President Obama signed an executive order Thursday to make it easier for federal employees to volunteer at charitable organizations and for retirees to donate to them.
The order adjusts Ronald Reagan era guidance on the Combined Federal Campaign, the federal government’s annual giving drive. Under the new rules, federal workers will be able to make non-monetary pledges to CFC charities by instead committing to donating their time. Some agencies already allow employees to volunteer at CFC organizations and some do not, the program’s Director Keith Willingham said, but none credit the hours toward the annual pledge goals each agency sets. The order will give the Office of Personnel Management -- which oversees CFC -- the authority to allow volunteer hours to count toward program goals.
An OPM spokeswoman said that guidance is forthcoming.
The order will also allow federal retirees to make charitable contributions through their annuities. Many current federal employees donate through an automatic paycheck deduction.
Willingham said CFC has received feedback that some feds who could not afford monetary contributions wanted additional opportunities to give and participate in the program while helping their agencies reach their pledge goals. He added the program could especially benefit millennials, who have expressed more interest in “hands on” contributions. The order is not meant to be “prescriptive,” Willingham said, and will give OPM and agencies flexibility in exactly how they carry it out.
The idea is for agencies to “monetize” the volunteer hours their employees contribute, OPM said, so an estimated value will be given to one hour of volunteer time. Agencies will then use “the total value of volunteer time given by a donor” and add it to their total contributions from all employees for the year.
“These changes will allow more federal, postal and military personnel to give back to their communities, whether through their checkbooks or with their time,” said acting OPM Director Beth Cobert.

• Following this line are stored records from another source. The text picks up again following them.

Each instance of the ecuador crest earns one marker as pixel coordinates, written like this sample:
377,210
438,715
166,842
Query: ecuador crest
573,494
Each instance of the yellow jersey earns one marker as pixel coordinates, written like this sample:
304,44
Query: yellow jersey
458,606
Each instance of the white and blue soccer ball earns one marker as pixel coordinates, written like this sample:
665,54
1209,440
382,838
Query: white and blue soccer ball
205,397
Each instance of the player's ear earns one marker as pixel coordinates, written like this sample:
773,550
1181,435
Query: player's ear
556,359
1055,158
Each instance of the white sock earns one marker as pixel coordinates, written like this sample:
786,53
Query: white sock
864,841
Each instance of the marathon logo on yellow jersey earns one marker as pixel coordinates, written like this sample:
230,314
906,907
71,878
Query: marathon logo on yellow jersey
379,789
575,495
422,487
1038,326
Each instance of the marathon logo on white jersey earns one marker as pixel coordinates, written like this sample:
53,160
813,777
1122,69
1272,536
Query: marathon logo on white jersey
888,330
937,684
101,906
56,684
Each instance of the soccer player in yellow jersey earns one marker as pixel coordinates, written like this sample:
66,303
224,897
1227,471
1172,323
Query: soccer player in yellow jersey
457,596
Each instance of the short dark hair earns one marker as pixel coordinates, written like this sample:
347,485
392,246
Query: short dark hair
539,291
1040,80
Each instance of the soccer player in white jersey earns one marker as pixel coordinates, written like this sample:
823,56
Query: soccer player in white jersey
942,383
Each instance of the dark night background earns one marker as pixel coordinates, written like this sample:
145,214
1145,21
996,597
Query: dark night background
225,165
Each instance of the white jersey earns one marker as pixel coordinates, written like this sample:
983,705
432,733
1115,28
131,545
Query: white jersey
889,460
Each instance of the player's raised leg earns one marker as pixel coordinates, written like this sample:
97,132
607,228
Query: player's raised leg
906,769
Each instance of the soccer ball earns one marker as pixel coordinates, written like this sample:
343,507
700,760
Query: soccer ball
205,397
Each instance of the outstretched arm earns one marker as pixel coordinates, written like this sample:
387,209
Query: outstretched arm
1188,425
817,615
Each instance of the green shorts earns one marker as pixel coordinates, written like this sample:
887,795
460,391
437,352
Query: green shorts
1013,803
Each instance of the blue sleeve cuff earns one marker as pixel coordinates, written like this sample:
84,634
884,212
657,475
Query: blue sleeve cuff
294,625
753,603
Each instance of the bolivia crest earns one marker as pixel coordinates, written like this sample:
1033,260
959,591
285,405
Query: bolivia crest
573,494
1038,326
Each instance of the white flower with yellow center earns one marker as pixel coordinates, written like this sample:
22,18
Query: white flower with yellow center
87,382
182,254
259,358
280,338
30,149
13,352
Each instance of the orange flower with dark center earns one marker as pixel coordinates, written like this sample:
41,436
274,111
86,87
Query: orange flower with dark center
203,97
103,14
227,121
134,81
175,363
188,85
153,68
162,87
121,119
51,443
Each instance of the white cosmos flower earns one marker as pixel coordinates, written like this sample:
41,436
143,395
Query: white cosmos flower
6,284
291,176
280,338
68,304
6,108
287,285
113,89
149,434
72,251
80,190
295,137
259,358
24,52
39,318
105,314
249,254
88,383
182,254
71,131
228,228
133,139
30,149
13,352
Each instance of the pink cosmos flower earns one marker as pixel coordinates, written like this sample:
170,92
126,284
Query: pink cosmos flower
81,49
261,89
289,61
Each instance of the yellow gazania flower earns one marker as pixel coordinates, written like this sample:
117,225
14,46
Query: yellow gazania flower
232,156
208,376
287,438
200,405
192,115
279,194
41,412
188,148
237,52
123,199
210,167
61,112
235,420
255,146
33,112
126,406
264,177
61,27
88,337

She added the annuity deduction change will impact 2 million federal retirees, and allow the government to “raise even more money for these worthy causes from employees that choose to donate over the course of their career and into retirement.”
The changes come from a commission OPM launched on CFC’s 50th anniversary, which issued recommendations in 2012.
Federal employees have donated less money each year since 2009, when feds gave $282.6 million to CFC charities. That figure has fallen annually and dropped to $177.8 million in 2015.